Both these conditions often co-exist and are risk factors for each other

This means that the presence of atrial fibrillation can cause heart failure and the presence of heart failure predisposes a person for the development of atrial fibrillation.

In addition, the risk of clot formation is also increased when heart failure is present along with afib.

How Atrial fibrillation causes Heart Failure

AF can cause heart failure by a variety of mechanisms.

The details of those mechanisms are as under:

Increased heart rate and irregular rhythm make the contractions of the heart ineffective, thus reducing the cardiac output.

Persistently raised heart rate can cause a condition called tachycardia-induced cardiomyopathy which weakens the heart muscles and contributes to heart failure.

Increased concentration of certain hormones and chemicals that cause constriction in blood vessels like angiotensin II and nor-epinephrine.
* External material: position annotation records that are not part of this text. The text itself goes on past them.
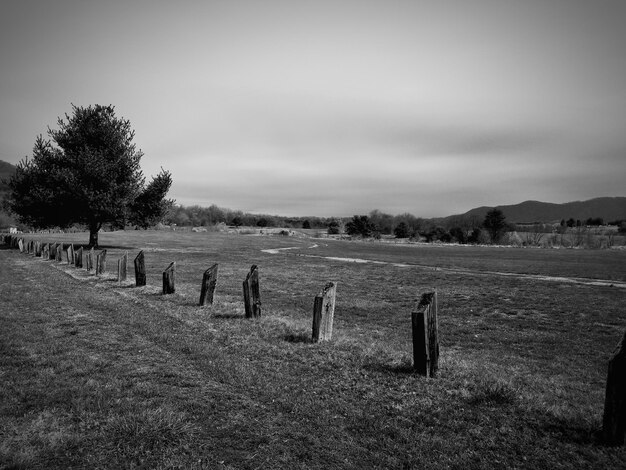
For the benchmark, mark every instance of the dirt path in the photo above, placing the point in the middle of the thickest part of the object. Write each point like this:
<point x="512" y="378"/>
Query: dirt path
<point x="469" y="272"/>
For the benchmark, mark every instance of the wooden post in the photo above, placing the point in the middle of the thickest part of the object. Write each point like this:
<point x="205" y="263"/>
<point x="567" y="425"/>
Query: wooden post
<point x="209" y="281"/>
<point x="169" y="276"/>
<point x="614" y="420"/>
<point x="140" y="270"/>
<point x="425" y="336"/>
<point x="122" y="268"/>
<point x="323" y="313"/>
<point x="78" y="258"/>
<point x="101" y="262"/>
<point x="252" y="293"/>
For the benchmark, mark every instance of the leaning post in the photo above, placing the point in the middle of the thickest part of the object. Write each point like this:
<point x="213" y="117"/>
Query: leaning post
<point x="252" y="294"/>
<point x="122" y="268"/>
<point x="78" y="258"/>
<point x="209" y="281"/>
<point x="323" y="313"/>
<point x="70" y="254"/>
<point x="101" y="262"/>
<point x="169" y="279"/>
<point x="614" y="419"/>
<point x="140" y="270"/>
<point x="426" y="336"/>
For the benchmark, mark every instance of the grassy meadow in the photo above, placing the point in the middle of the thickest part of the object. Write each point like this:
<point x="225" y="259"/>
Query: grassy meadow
<point x="94" y="374"/>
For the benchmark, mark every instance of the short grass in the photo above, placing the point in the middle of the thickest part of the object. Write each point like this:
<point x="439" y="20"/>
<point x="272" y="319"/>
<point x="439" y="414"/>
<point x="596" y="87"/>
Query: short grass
<point x="94" y="374"/>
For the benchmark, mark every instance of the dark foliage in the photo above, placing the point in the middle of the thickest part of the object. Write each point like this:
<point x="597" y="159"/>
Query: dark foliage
<point x="91" y="177"/>
<point x="495" y="224"/>
<point x="360" y="225"/>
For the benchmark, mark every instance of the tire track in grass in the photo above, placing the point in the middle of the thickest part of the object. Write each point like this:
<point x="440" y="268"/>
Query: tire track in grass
<point x="466" y="272"/>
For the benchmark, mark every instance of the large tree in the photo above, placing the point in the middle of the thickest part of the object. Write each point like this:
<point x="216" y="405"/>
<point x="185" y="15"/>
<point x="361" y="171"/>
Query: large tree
<point x="495" y="224"/>
<point x="88" y="173"/>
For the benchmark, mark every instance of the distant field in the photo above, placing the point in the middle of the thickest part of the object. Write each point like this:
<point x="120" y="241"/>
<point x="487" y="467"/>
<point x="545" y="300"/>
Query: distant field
<point x="97" y="375"/>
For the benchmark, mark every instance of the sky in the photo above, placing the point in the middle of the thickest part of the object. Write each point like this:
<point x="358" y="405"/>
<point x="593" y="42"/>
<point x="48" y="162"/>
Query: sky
<point x="334" y="108"/>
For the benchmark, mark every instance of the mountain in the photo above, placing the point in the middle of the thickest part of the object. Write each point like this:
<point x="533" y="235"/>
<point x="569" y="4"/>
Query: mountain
<point x="607" y="208"/>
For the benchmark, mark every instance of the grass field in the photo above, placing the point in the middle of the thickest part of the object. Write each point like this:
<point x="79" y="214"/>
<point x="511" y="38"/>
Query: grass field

How to recognise heart failure in a patient with Afib


Symptoms of heart failure and atrial fibrillation are usually overlapping.

Breathing difficulty, dizziness, & palpitations are the predominant symptoms.

One specific feature of heart failure could be breathing difficulty that worsens on lying straight called orthopnoea.

Physical examination

Physical examination may show the following signs:

Irregular low volume pulse

Low blood pressure

Cold peripheries

Presence of bilateral crackles in lungs on auscultation

Lab tests

Raised NT-Pro BNP levels can give a clue about heart failure, although it doesn’t confirm the diagnosis and co-relation with history, physical findings, & investigations is required.

However, normal levels of NT-Pro BNP exclude the presence of heart failure.



Cardiac MR

Diagnosis is made based on a combination of history, physical findings, lab tests, and imaging modalities.


Basic management principles are as follows:

  • Rate control with beta blockers or calcium channel blockers.
  • Rhythm control with drugs like amiodarone or electrical cardioversion.
  • Blood thinners either warfarin or NOACs like rivaroxaban.
  • The drug of choice for heart failure with atrial fibrillation is digoxin.
  • Diuretics

Take Home

Every patient with afib must be knowing all of the above complications as they can be fatal.

As soon as a patient develops any of these symptoms, he or she must immediately seek health care advice.

Adequate treatment for afib is the key for preventing these complications from happening.